Grammy winner Marx to perform with Toledo Symphony
When Richard Marx released his self-titled debut in 1987, he hoped to sell enough records to make another album.
He did. More than three million copies, thanks to “Don’t Mean Nothing,” “Should Have Known Better,” “Endless Summer Nights” and “Hold on to the Nights.”
“Satisfied,” “Right Here Waiting” and “Angelina” from his 1989 follow-up, “Repeat Offender,” made him the first male solo artist to have his first seven singles hit the Top 5 on the Billboard Hot 100.
“It’s pretty much a blur and not because of drugs or booze because I was always pretty clean — when it comes to drugs, I’m still a drug virgin — it was just an immense amount of work,” Marx said of his success. “I toured for 30 months out of the first three years of my recording career.”
The singer-songwriter had a plan.
Richard Marx
“When I was having success, I felt like I was kicking and scratching and biting my way to having a career,” he said during a phone call from his Chicago home. “It was never about having a hit song or a hit record, it was about trying to carve out a hit career for myself.
“I knew even then that probably the best way for me to do that is what ultimately did happen. I had about 10 years of hits as a singer, and when that really slowed down to a crawl, instead of sort of just fading away, I put all my energy into writing and producing other people because that’s really how I started.”
Marx wrote “This I Promise You“ for N’Sync and co-wrote “Better Life” with Keith Urban. And in 2004, Marx and Luther Vandross won the Song of the Year Grammy for “Dance With My Father.”
“I just feel lucky that I’ve had quite a few hits since the peak of my singing career as a writer and producer for other people. That also allows me to work in so many different genres that I wouldn’t be able to do as a singer. As a singer, you can’t do a country record one year and an R&B record the next year,” Marx said. “But as a writer and a producer, I could do all those things, so that’s really great fun.”
And he’s having a blast performing. In 2006, he played in Ringo Starr’s All-Starr Band.
“For me being the age I am and what I grew up with and The Beatles’ influence on all of us, to have 22 nights where I would look behind me and I’d be singing my songs, ‘Don’t Mean Nothing’ and ‘Should Have Known Better,’ and I would turn around and Ringo Starr is playing drums to my songs, it was just kind of mind-blowing,” the 46-year-old said. “And it was great fun for me to play on his great catalog of songs.”

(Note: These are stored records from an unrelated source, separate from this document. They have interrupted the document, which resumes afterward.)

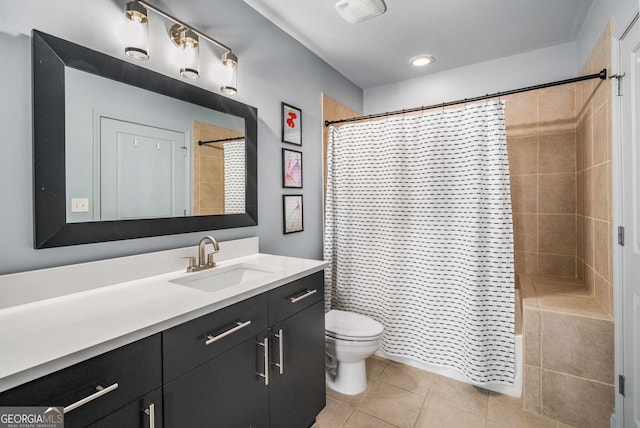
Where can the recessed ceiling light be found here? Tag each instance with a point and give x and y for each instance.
(421, 60)
(354, 11)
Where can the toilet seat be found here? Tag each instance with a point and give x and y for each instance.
(349, 326)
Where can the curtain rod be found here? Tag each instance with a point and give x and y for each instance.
(602, 75)
(221, 140)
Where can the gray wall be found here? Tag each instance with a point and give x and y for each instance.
(600, 13)
(273, 68)
(502, 74)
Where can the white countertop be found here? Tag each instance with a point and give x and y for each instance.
(43, 336)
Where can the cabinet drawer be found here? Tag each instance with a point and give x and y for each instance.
(193, 343)
(134, 369)
(134, 415)
(291, 298)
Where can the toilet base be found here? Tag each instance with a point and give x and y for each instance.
(351, 378)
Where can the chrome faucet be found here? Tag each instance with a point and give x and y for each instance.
(203, 263)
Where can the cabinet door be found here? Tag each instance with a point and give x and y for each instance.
(226, 391)
(297, 369)
(145, 412)
(96, 387)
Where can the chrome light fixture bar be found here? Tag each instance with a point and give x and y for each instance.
(184, 36)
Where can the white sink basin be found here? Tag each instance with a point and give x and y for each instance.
(219, 278)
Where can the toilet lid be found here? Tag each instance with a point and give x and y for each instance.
(351, 325)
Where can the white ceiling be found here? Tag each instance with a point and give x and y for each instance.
(456, 32)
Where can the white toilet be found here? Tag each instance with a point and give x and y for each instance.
(349, 339)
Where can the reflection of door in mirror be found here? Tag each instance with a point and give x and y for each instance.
(218, 170)
(142, 171)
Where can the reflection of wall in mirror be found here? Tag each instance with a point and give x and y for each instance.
(218, 171)
(90, 97)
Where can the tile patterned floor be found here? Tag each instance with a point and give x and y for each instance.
(399, 396)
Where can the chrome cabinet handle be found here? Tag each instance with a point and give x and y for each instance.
(101, 391)
(265, 375)
(151, 412)
(280, 363)
(304, 296)
(239, 326)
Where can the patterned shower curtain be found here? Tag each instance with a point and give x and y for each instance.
(419, 236)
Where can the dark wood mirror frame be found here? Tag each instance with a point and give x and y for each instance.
(50, 56)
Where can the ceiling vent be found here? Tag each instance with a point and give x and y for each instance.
(355, 11)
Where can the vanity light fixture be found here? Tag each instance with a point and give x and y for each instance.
(422, 60)
(184, 36)
(230, 62)
(136, 43)
(187, 41)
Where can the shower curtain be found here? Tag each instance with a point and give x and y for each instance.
(419, 236)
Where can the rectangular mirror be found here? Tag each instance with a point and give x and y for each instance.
(122, 152)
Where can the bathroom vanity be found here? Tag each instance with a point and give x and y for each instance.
(249, 352)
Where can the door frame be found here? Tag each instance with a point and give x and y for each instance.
(617, 418)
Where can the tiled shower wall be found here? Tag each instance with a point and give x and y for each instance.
(594, 177)
(541, 138)
(559, 142)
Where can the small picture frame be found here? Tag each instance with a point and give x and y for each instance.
(291, 169)
(291, 124)
(292, 213)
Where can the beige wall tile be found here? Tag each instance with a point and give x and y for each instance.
(601, 250)
(557, 265)
(557, 234)
(557, 153)
(587, 143)
(580, 237)
(587, 97)
(580, 147)
(531, 336)
(522, 114)
(580, 269)
(525, 262)
(587, 186)
(557, 109)
(524, 193)
(602, 134)
(601, 194)
(525, 232)
(588, 241)
(610, 190)
(589, 279)
(531, 389)
(576, 401)
(557, 193)
(580, 193)
(603, 293)
(523, 154)
(577, 345)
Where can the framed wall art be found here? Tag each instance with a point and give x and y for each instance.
(291, 169)
(292, 213)
(291, 124)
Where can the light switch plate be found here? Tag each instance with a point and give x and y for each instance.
(79, 205)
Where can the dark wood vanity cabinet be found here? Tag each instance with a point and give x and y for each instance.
(297, 383)
(273, 378)
(257, 363)
(100, 386)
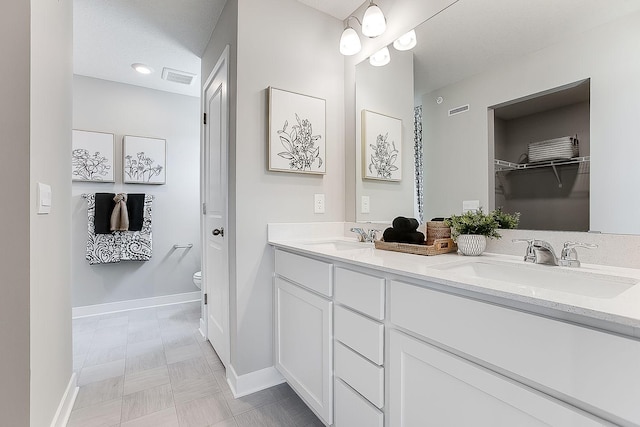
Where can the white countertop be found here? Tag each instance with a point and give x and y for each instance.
(620, 313)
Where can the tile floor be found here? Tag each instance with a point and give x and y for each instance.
(152, 368)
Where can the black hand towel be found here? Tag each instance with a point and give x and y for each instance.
(135, 209)
(393, 235)
(102, 218)
(405, 224)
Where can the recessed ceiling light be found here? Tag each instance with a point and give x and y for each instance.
(142, 68)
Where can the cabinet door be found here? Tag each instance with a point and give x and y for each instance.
(431, 387)
(304, 346)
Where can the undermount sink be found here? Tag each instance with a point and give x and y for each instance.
(543, 277)
(338, 245)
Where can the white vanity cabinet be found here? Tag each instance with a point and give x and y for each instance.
(304, 329)
(359, 348)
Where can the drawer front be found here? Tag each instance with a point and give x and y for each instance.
(310, 273)
(361, 334)
(360, 291)
(363, 376)
(593, 367)
(352, 410)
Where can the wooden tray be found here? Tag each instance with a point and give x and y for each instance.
(440, 246)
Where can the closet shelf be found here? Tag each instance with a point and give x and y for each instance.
(503, 165)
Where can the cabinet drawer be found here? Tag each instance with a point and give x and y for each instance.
(579, 362)
(360, 291)
(353, 410)
(313, 274)
(363, 376)
(363, 335)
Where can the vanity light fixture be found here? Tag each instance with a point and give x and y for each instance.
(380, 58)
(142, 68)
(406, 42)
(349, 41)
(373, 23)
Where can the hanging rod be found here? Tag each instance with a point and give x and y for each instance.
(187, 246)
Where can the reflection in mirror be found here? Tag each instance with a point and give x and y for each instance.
(490, 55)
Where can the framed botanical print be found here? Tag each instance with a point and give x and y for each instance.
(92, 156)
(381, 147)
(297, 139)
(144, 160)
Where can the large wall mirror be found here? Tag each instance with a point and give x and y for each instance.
(502, 61)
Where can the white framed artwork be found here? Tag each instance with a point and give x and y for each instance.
(92, 156)
(144, 160)
(381, 147)
(297, 139)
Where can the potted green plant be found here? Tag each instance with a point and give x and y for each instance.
(471, 229)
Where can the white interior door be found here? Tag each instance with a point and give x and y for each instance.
(215, 276)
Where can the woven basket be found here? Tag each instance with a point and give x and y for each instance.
(437, 230)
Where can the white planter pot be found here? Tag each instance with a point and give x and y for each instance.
(471, 244)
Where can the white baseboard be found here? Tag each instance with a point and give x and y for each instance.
(61, 418)
(241, 385)
(112, 307)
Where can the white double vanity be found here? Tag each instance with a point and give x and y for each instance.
(370, 338)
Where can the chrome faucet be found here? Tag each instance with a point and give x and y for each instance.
(541, 252)
(365, 235)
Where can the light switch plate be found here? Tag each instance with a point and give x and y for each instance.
(44, 198)
(318, 203)
(470, 205)
(365, 205)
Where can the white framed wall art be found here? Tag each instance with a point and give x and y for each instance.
(144, 160)
(381, 147)
(92, 156)
(297, 132)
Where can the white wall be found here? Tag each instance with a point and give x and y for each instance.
(104, 106)
(284, 44)
(15, 184)
(387, 90)
(458, 145)
(51, 71)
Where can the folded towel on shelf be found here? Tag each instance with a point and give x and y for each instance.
(394, 235)
(119, 216)
(103, 206)
(405, 224)
(135, 207)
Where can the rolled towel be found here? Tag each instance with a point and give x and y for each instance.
(393, 235)
(405, 224)
(119, 216)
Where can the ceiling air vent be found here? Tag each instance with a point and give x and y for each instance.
(177, 76)
(458, 110)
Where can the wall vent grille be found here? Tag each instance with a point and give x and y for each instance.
(458, 110)
(177, 76)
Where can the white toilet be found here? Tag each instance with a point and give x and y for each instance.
(197, 279)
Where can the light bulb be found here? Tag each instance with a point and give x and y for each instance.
(350, 42)
(406, 42)
(380, 58)
(373, 22)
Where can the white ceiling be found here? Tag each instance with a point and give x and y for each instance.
(110, 35)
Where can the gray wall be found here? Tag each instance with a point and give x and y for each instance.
(458, 145)
(298, 57)
(535, 193)
(103, 106)
(387, 90)
(15, 185)
(50, 305)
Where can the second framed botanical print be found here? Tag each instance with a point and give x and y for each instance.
(381, 147)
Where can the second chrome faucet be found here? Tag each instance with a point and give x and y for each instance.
(541, 252)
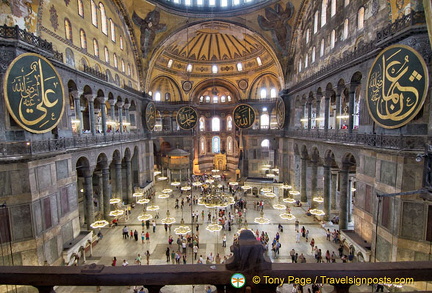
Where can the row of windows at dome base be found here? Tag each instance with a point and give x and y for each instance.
(215, 68)
(202, 4)
(216, 99)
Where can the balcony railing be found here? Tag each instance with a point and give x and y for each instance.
(62, 144)
(401, 142)
(154, 277)
(14, 32)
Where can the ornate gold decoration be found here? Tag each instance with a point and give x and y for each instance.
(33, 93)
(396, 86)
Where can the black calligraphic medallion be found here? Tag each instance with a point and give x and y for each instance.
(244, 116)
(187, 117)
(280, 113)
(150, 115)
(34, 93)
(397, 86)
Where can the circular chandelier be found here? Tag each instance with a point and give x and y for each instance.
(262, 219)
(317, 212)
(287, 216)
(289, 200)
(115, 200)
(153, 208)
(116, 213)
(99, 224)
(182, 230)
(214, 227)
(279, 206)
(143, 201)
(318, 199)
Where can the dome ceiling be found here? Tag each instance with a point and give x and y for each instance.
(213, 43)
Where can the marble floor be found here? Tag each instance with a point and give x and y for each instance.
(113, 244)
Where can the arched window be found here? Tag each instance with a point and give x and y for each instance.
(215, 124)
(313, 55)
(96, 47)
(265, 143)
(112, 26)
(202, 145)
(360, 18)
(68, 30)
(80, 8)
(94, 13)
(322, 48)
(103, 18)
(265, 120)
(332, 39)
(316, 22)
(106, 55)
(333, 8)
(229, 123)
(83, 39)
(345, 35)
(324, 12)
(230, 145)
(115, 60)
(216, 144)
(202, 124)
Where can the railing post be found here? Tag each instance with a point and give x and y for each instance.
(45, 289)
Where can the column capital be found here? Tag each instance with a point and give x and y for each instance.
(102, 99)
(90, 97)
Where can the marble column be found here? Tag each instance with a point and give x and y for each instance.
(88, 195)
(90, 99)
(100, 195)
(103, 114)
(327, 201)
(314, 183)
(106, 192)
(78, 114)
(333, 190)
(118, 179)
(303, 178)
(338, 109)
(343, 211)
(129, 181)
(351, 108)
(327, 111)
(120, 114)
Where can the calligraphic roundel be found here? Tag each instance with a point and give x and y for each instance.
(396, 86)
(187, 117)
(150, 115)
(34, 93)
(244, 116)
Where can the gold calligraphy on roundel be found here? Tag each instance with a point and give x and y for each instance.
(396, 86)
(187, 117)
(244, 116)
(34, 93)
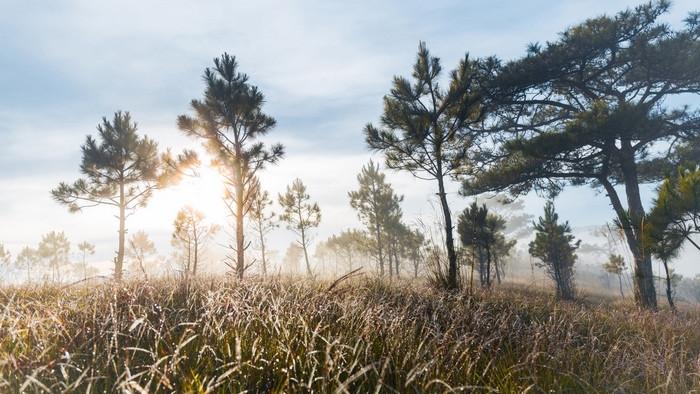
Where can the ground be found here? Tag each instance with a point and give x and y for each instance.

Marx and Starr wrote a song, “Mystery of the Night,” which will be on Starr’s new disc to be released this year.
And Marx has been working with Matt Scannell of Vertical Horizon. The two have performed acoustically as Duo.
“We’re playing a Duo show the night before I come to Toledo, so he’s going to come with me and play in the band in the Toledo show, and we’ll probably do at least one song as a duo that night as well with the orchestra,” he said.
Marx will take the stage with the Toledo Symphony Orchestra at 8 p.m. Jan. 23 at Stranahan Theater. Tickets range from $35 to $75.